Yeryüzünde desteklemedik terör örgütü ya da diktatör bırakmayan Birleşik Arap Emirlikleri (BAE), bölge güvenliğine tehdit oluşturacak kritik bir adım daha attı. Petrol zengini ülke, ‘elektrik üretme’ kılıfı altında ilk nükleer santralini hizmete soktu. Türkiye’de FETÖ ve PKK’yı, Suriye’de YPG ile Esed’i, Mısır’da darbeci Sisi’yi, Libya’da Hafter’i ve Filistin’de İsrail’i destekleyip Yemen, Sudan ve Tunus’u da krizden krize sürükleyen BAE’ye şimdi ‘atom bombası’ yolu açılmış oldu. 15 Temmuz’da kendisine bağlı kiralık katil Muhammed Dahlan eliyle darbecilerin finansörlüğünü yapan Veliaht Prens Muhammed bin Zayed, terör eylemleri için şimdi nükleer yeteneğe kavuştu.
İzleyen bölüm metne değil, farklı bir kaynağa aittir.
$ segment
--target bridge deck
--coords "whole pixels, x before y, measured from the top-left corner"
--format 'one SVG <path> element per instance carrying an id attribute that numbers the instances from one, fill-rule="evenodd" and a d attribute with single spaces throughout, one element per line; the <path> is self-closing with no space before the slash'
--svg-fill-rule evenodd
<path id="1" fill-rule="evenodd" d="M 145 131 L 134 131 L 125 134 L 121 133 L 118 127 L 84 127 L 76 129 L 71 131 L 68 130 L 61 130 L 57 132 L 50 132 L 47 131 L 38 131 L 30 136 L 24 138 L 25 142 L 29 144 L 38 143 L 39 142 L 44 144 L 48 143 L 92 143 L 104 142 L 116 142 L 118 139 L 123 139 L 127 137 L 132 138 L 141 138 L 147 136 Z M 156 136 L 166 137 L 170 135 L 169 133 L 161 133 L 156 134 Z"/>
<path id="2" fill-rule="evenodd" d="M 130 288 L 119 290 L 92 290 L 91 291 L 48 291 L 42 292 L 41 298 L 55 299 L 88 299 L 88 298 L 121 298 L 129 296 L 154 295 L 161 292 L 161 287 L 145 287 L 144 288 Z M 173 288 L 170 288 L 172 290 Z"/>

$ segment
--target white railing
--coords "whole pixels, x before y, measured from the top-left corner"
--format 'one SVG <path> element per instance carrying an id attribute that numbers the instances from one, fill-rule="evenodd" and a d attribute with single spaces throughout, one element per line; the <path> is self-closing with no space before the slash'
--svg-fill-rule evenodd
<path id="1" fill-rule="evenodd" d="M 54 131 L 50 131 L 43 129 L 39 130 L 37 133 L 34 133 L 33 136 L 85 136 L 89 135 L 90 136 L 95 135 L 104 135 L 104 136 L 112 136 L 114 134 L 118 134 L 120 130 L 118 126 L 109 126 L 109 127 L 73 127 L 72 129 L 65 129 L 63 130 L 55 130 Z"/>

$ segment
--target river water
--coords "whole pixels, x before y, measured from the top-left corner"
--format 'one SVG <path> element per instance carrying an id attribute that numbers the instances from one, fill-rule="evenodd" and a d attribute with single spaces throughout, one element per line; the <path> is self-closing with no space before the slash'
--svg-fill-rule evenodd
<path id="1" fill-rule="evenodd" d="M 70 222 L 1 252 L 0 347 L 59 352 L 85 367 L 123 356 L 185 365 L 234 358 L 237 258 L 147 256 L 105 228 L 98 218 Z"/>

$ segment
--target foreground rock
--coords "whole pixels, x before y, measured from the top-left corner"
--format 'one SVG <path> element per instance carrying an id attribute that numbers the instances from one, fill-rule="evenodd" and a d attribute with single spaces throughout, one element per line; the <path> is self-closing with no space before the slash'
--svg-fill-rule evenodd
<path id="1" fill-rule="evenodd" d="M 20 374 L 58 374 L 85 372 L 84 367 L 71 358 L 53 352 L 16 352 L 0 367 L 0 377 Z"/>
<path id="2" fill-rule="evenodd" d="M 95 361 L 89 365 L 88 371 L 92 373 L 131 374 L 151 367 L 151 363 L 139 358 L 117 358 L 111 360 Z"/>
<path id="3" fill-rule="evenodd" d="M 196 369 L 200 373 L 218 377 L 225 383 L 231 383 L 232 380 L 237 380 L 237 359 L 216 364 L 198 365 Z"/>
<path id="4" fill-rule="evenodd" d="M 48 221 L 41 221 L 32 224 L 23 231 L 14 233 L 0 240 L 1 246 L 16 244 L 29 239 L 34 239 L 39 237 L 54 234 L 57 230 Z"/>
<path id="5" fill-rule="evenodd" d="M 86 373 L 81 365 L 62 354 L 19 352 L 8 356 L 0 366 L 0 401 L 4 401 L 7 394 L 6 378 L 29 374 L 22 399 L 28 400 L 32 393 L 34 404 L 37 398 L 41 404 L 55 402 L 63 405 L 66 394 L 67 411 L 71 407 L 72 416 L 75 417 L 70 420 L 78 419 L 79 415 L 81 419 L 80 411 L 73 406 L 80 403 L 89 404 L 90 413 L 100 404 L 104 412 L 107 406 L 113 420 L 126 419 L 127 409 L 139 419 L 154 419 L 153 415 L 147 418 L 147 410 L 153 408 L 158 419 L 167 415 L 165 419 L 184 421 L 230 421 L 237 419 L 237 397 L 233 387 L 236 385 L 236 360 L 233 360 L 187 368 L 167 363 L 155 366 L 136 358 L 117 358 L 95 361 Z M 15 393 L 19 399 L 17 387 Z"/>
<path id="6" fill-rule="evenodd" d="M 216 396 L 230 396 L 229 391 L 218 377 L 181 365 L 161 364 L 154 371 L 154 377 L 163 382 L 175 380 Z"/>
Güney Koreli bir şirket tarafından inşa edilen Baraka Nükleer Enerji Santrali’nde atom bombasının en kritik bileşeni olan zenginleştirilmiş uranyum üretilecek.
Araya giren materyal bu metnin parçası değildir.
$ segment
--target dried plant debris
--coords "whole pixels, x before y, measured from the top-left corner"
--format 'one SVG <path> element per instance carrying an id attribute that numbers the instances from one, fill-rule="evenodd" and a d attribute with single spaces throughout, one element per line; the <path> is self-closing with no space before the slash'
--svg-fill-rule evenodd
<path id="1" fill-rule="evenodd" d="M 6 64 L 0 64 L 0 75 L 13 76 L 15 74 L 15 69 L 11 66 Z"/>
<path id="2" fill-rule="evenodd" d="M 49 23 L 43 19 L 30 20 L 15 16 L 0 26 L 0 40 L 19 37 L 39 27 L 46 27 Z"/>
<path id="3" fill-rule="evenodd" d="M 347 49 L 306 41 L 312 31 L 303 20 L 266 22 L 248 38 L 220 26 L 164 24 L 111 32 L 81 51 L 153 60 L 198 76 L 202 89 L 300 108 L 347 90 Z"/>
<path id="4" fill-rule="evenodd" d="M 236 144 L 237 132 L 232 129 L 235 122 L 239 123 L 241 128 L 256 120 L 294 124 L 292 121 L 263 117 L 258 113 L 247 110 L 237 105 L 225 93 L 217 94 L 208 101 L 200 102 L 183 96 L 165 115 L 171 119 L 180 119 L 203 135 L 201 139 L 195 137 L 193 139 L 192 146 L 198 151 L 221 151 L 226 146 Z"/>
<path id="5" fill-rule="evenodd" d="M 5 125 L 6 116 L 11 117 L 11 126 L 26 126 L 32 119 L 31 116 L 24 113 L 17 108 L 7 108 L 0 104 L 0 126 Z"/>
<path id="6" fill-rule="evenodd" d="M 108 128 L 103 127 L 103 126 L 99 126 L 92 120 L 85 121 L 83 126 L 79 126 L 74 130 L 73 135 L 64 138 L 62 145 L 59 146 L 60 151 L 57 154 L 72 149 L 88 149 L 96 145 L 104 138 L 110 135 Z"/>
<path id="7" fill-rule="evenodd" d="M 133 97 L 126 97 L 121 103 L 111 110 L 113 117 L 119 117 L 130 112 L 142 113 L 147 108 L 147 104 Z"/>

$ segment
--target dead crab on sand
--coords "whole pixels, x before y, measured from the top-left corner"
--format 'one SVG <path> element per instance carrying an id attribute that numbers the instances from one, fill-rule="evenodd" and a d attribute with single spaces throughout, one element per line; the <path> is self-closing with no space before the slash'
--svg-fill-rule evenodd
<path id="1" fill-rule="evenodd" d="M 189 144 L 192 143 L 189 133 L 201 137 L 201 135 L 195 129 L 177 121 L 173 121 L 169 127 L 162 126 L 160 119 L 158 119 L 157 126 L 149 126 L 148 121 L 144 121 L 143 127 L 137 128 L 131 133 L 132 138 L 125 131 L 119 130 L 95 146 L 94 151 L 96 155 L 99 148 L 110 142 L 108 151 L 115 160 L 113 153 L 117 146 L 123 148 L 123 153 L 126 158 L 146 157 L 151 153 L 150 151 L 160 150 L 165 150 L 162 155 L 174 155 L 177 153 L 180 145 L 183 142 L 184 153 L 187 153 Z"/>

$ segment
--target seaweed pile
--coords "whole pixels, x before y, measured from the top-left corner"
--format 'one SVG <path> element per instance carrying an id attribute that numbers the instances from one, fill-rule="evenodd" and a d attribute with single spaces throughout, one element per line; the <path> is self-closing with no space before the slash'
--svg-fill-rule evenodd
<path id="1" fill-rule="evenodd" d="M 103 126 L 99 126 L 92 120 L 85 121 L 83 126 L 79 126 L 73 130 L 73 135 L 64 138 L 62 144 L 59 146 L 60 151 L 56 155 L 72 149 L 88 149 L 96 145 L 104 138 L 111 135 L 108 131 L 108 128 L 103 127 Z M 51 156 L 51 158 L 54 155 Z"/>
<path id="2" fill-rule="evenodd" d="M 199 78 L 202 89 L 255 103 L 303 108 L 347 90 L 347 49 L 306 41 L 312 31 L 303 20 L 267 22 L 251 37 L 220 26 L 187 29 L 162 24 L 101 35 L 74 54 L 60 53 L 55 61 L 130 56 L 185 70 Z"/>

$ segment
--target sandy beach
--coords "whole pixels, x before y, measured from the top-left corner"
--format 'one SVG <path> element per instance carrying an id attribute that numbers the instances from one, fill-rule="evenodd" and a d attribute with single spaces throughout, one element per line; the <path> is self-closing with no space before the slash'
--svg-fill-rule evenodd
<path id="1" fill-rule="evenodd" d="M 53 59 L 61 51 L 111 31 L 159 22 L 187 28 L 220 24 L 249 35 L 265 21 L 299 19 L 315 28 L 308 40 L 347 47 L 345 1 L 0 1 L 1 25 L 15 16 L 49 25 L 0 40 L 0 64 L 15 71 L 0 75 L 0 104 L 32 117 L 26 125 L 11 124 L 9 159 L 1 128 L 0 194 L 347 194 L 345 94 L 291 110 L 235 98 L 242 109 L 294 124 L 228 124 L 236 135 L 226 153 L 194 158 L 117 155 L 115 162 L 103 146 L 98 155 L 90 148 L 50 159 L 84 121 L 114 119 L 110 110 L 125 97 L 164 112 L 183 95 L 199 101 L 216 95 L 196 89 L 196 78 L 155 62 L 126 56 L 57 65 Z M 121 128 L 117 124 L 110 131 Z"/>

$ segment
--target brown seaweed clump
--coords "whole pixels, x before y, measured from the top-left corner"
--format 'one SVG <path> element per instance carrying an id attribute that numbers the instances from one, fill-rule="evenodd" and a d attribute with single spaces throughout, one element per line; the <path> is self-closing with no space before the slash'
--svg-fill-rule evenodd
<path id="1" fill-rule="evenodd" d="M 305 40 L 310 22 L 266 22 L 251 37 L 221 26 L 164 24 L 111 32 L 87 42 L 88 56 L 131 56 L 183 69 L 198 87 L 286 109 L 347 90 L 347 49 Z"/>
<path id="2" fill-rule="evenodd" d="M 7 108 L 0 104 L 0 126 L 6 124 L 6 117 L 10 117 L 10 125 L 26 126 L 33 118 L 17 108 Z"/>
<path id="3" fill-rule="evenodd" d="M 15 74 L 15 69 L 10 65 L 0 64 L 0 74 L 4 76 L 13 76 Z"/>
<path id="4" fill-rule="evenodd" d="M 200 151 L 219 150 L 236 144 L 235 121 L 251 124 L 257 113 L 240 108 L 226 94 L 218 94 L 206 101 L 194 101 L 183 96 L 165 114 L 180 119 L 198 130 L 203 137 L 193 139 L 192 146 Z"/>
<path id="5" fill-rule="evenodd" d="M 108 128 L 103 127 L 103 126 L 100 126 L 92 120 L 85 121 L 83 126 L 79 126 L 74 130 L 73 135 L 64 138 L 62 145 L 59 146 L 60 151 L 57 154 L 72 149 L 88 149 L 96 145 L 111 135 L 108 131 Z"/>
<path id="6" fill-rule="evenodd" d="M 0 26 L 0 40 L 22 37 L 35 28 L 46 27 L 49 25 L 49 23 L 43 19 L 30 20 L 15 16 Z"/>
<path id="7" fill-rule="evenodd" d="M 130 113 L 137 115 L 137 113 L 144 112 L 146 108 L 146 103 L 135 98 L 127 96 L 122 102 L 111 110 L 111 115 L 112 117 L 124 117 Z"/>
Afrika ile Arap Yarımadası’nı kapsayan geniş bir coğrafyada ABD-İsrail güdümlü darbe, terör, iç savaş ve işgal için aparat kullanılan kabileler ülkesi BAE, Baraka Santrali’nin ilk fazını devreye aldı. Gelişmeyi BAE Başbakanı ve Dubai Emiri Muhammed bin Raşid el-Maktum duyurdu. Sosyal medya hesabındaki mesajında Maktum, “Bugün BAE’nin Arap dünyasındaki ilk barışçıl nükleer reaktörünün Abu Dabi’deki Baraka istasyonunda başarıyla devreye alındığını alenen duyuruyoruz. Uzmanlar nükleer yakıtı yüklemeyi, kapsamlı testleri yapmayı ve devreye alma işlemini başarıyla tamamladı” diye yazdı. Maktum, nükleer santrallerin ve BAE’nin yürüttüğü uzay araştırmalarının, ‘Arapların bilimdeki yollarını yeniden yakalama ve diğer büyük uluslarla rekabet etme yeteneğine sahip olduklarına dair dünyaya bir mesaj olduğunu’ savundu.
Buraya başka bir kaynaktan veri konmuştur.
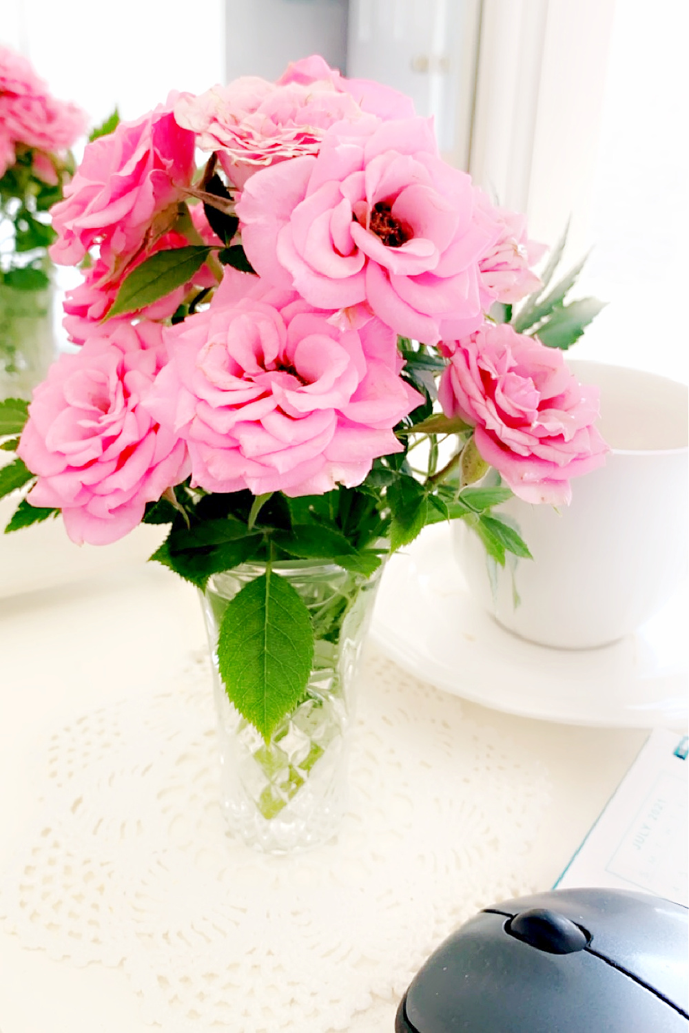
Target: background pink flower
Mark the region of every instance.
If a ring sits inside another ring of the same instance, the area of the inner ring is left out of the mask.
[[[348,93],[363,112],[377,115],[381,119],[411,119],[416,112],[411,97],[394,90],[392,86],[374,83],[368,79],[346,79],[337,68],[331,68],[318,54],[301,61],[291,61],[277,81],[278,86],[299,83],[311,86],[313,83],[328,82],[340,93]]]
[[[198,134],[201,150],[217,152],[238,187],[263,165],[316,154],[328,126],[361,115],[352,97],[328,80],[278,86],[255,75],[198,97],[182,94],[175,104],[178,123]]]
[[[14,163],[17,145],[61,156],[86,125],[85,113],[53,97],[26,58],[0,46],[0,177]],[[34,171],[56,182],[45,154],[36,155]]]
[[[170,361],[147,403],[187,441],[210,492],[321,494],[401,450],[421,398],[377,319],[341,333],[293,291],[228,271],[213,305],[165,331]]]
[[[427,344],[449,317],[480,324],[478,262],[500,226],[424,119],[339,123],[316,157],[253,176],[237,213],[258,274],[318,308],[366,302]]]
[[[54,207],[58,240],[51,257],[75,265],[98,244],[117,277],[146,247],[156,216],[182,198],[193,171],[194,135],[180,128],[169,105],[121,122],[88,145],[64,200]]]
[[[477,192],[479,202],[497,218],[501,227],[500,237],[478,265],[481,288],[489,296],[487,308],[492,302],[513,305],[540,287],[540,280],[531,267],[545,254],[547,248],[528,239],[525,215],[506,208],[495,208],[481,191]]]
[[[448,416],[475,426],[481,457],[526,502],[569,502],[569,478],[604,463],[595,429],[598,388],[580,384],[561,351],[487,326],[444,344],[439,398]]]
[[[28,501],[60,508],[72,541],[121,538],[187,476],[184,442],[142,405],[164,361],[158,324],[118,323],[35,388],[17,449],[38,475]]]

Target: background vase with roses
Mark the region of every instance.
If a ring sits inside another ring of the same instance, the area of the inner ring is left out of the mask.
[[[169,525],[153,559],[202,593],[230,826],[322,842],[385,558],[450,519],[527,558],[492,507],[565,502],[603,462],[595,390],[542,343],[595,313],[565,305],[573,277],[544,293],[557,254],[541,283],[524,219],[440,159],[409,98],[317,57],[118,125],[53,224],[84,270],[81,349],[28,419],[0,410],[0,490],[27,493],[7,530]],[[526,295],[531,334],[508,323]]]
[[[86,129],[29,62],[0,46],[0,399],[29,399],[54,358],[49,210]]]

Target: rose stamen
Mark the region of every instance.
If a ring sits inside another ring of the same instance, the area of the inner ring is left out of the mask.
[[[400,248],[413,237],[411,227],[396,219],[392,206],[384,200],[379,200],[373,206],[370,229],[388,248]]]

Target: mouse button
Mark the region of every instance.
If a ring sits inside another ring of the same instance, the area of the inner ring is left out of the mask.
[[[466,942],[463,927],[412,981],[403,1033],[687,1033],[678,1011],[588,950],[534,950],[505,934],[504,917],[486,917],[495,921],[471,922]]]
[[[572,954],[589,943],[587,932],[551,908],[520,911],[506,922],[505,932],[549,954]]]
[[[591,934],[587,949],[689,1011],[687,908],[629,889],[554,889],[504,901],[493,912],[547,908]]]
[[[604,921],[592,930],[590,951],[689,1013],[685,907],[647,894],[620,890],[601,901]]]

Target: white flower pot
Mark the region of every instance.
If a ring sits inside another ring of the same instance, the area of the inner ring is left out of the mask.
[[[453,522],[470,590],[509,631],[543,646],[590,649],[631,634],[687,573],[688,449],[684,384],[639,370],[571,362],[601,392],[605,466],[572,480],[569,506],[512,499],[533,561],[488,561]],[[519,598],[518,598],[519,597]]]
İsraillilerin ifadesiyle “25 yıldır Tel Aviv’e çalışan” BAE Veliaht Prensi Muhammed bin Zayed’i santral dolayısıyla ilk kutlayan kişi, Mısır’ın ABD-İsrail destekli darbecisi Abdulfettah el-Sisi oldu. BAE’nin gölge lideri olarak görülen ve dış politikada işgaller için harcanan yüzlerce milyar doları yöneten Zayed, Ortadoğu’daki tüm savaşlar, darbeler ve işkencelerde rol aldı. Kritik Sokotra adasını da işgal ettiği Yemen’de bir suikast timi kurarak binlerce kişinin ölümüne yol açtığı kanıtlanan Zayed, Sudan ve Çad’dan topladığı gençleri de kandırıp Libya’ya götürerek darbeci Hafter saflarında savaştırmıştı. Zayed, Rusya’dan satın aldığı hava savunma sistemleri ile Çin üretimi SİHA’ları da Libya cephesinde Türkiye’ye karşı kullanıyor.
İslam dünyasınca ‘Tel Aviv güdümlü küresel terörist’ olarak görülen Zayed, çok yakın bir gelecekte nükleer silaha ulaştığında dünyayı telafisi imkansız sorunlar bekliyor. Ülkeleri kaosla zayıflatıp iç savaşla bölme eyleminde giderek uzmanlaşan Zayed’in, nükleer silah gibi kritik bir teknolojiye eriştiğinde İsrail adına toplu katliamlar gerçekleştirmesinden endişe ediliyor. Öte yandan Baraka Santrali, BAE’nin komşuları açısından da riskler barındırıyor. Bazı uzmanlara göre, 2009 yılından beri süren projede pek çok sorunlar mevcut; iddialara göre reaktörde çatlaklar oluşmuş durumda ve tesiste nükleer çekirdek koruması da bulunmuyor. Ayrıca BAE’deki santral işi, Güney Koreli Kepco şirketinin yurtdışındaki ilk ‘iş’ denemesi. Tüm bunlar bir yana, Baraka’nın Körfez’de ‘nükleer silahlanma’ yarışı başlatacağına da kesin gözüyle bakılıyor.